Physical characteristics
- Mouth: Pechora
- • coordinates: 65°26′36″N 52°05′45″E﻿ / ﻿65.44333°N 52.09583°E
- Length: 374 km (232 mi)
- Basin size: 21,500 square kilometres (8,300 mi^{2})
- • average: 228 cubic metres per second (8,100 cu ft/s)

Basin features
- Progression: Pechora→ Barents Sea

= Tsilma =

The Tsilma (Цильма) is a river in Leshukonsky District of Arkhangelsk Oblast and Ust-Tsilemsky District of the Komi Republic in Russia. It is a left and one of the main tributaries of the Pechora. It is 374 km long, and the area of its basin 21500 km2. The main tributaries are the Mutnaya (right), the Kosma (left), the Rudyanka (left), the Nonbur (right), the Myla (right), the Tobysh (left), and the Usa (right).

The river basin of the Tsilma includes the north-western part of Ust-Tsilemsky District (about a half of the district's area), south-western part of the Nenets Autonomous Okrug, as well as areas in the east of Leshukonsky and Mezensky Districts of Arkhangelsk Oblast.

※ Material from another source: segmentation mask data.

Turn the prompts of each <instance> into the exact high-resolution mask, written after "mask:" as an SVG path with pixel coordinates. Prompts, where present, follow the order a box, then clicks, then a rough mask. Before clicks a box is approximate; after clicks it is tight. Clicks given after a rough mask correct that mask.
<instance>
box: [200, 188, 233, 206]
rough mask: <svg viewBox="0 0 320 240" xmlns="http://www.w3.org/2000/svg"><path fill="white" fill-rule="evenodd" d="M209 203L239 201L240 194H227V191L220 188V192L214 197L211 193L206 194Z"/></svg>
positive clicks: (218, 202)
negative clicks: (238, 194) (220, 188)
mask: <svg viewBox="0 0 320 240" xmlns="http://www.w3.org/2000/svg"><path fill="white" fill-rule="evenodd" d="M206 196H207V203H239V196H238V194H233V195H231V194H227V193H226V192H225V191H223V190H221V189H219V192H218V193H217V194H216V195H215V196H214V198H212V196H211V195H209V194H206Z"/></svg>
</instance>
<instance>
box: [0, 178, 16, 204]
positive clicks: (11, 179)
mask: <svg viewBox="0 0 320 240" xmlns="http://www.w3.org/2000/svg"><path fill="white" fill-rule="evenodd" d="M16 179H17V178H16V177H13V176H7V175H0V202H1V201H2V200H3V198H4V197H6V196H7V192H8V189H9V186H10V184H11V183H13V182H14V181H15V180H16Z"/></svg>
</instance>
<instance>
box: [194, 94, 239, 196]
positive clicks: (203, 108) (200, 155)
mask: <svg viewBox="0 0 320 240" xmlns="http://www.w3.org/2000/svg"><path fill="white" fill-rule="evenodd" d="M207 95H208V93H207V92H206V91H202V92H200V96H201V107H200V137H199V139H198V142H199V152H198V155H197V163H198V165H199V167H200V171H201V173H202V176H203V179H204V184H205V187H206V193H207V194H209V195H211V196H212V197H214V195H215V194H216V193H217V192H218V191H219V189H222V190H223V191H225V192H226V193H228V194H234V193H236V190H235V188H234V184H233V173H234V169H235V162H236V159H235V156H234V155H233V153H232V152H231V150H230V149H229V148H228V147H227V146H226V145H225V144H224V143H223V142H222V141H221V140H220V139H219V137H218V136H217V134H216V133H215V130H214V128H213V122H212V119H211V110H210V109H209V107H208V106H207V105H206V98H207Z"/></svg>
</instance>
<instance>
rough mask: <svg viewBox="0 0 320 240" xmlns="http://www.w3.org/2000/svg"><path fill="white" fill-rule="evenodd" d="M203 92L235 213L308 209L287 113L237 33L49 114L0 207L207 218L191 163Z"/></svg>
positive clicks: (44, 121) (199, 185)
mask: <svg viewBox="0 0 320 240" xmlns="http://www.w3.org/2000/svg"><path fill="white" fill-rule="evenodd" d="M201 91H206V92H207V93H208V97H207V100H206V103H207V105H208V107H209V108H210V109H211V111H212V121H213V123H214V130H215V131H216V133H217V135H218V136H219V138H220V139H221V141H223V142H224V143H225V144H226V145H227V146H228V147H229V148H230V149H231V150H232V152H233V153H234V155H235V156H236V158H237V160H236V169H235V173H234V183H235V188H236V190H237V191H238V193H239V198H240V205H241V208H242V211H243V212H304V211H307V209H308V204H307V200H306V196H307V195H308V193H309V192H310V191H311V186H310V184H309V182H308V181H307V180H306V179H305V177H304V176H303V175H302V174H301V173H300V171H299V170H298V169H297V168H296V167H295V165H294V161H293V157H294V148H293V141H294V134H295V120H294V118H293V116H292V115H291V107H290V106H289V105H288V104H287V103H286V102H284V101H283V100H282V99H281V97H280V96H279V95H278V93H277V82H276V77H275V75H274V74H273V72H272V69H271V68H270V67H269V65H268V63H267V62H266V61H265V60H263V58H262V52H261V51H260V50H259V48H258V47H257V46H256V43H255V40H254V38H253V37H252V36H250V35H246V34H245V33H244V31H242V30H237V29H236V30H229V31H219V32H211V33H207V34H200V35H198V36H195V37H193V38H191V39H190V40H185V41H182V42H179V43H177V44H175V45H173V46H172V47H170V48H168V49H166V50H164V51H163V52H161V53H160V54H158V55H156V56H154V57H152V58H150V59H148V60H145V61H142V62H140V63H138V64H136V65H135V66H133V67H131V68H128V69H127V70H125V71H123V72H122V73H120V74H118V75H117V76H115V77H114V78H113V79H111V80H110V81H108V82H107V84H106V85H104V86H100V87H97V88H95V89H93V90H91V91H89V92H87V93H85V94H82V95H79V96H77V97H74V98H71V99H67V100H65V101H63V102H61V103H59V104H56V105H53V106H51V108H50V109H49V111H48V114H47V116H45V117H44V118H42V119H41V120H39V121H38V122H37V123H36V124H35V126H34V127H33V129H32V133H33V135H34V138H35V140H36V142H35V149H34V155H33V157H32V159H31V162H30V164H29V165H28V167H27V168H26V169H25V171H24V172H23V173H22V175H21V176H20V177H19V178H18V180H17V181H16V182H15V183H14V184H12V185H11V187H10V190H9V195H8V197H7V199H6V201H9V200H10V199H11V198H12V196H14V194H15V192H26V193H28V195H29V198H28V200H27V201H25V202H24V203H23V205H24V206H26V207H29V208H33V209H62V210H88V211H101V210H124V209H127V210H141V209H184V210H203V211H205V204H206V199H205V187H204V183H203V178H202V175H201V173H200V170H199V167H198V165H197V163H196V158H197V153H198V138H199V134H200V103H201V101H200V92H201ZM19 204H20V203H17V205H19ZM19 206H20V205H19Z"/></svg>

The source of the Tsilma is in the east of Leshukonsky District. The river flows north, enters the Komi Republic, and downstream from the confluence with the Mutnaya turns east. The mouth of the Tsilma is opposite to the selo of Ust-Tsilma, the administrative center of Ust-Tsilemsky District.

The lower course of the Tsilma is populated. There is an unpaved road along the banks of the river downstream from the village of Filippovo. There is also a winter road (zimnik) upstream the Tsilma valley, which runs to the valley of the Sula and further to the Mezen.

The Tsilma is navigable at the 59 km stretch of the lower course, downstream from the village of Trusovo.

The Tsilma was a part of the old trading route used by the Novgorod merchants to get from the basin of the Northern Dvina into the river basin of the Pechora. The merchants were going upstream the Pukshenga, then moved to the Pokshenga and went downstream to the Pinega. From the Pinega, they used the Yozhuga, the Zyryanskaya Vashka and the Vashka to get to the Mezen, and subsequently the Pyoza and the Tsilma to get to the Pechora.